After World War II the joint institution launched a series of archaeological expeditions inside Bulgaria. They conducted studies on a number of sites from the Chalcolithic to the early Middle Ages, which resulted in a number of additional artifacts being added to the museum collection. Today the museum stores a large number of items, although some of them are threatened by damage due to the design of the building, which is characterised by high moisture levels during the summer season.

== Collections ==
- Prehistory Hall - located at the lower floor of the northern wing. It displays a collection of items dating from between 1,600,000 BC and 1,600 BC. The collection is chronologically displayed and includes various findings from caves around Bulgaria, tools of the earliest humans who inhabited its modern territory, drawings, simple pottery, ritual items and many others.
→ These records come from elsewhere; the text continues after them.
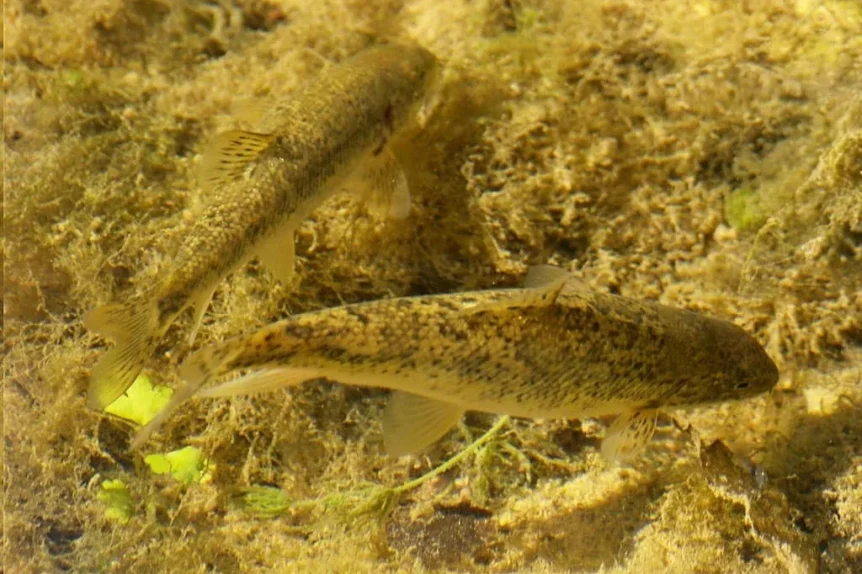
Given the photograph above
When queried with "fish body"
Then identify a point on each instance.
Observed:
(262, 185)
(553, 349)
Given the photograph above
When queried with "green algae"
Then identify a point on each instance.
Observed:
(602, 136)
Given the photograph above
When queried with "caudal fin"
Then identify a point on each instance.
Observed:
(196, 371)
(134, 328)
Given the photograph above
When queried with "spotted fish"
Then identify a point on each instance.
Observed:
(552, 349)
(333, 134)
It subdivides into an Early, Middle and Late Paleolithic collection, Neolithic collection, Chalcolithic collection, and Bronze Age.
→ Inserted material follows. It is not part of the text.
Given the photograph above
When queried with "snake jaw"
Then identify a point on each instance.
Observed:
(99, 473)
- Treasury - located in the eastern wing and displays grave inventory and other treasures from the late Bronze Age to late Antiquity. Two of the most well-known Bulgarian treasures are located here: the Valchitran and Lukovit Treasures.
- Main Hall - located at the first floor of the main building. Hosts a collection of diverse items ranging from ancient Thrace, Greece and Rome to the late Middle Ages.
- Medieval Section - located at the second floor of the main building. Includes a gallery of medieval books, woodwork, drawings, metal objects and other items characteristic of the era.
- Temporary Exhibitions - the hall is located at the second floor of the main building.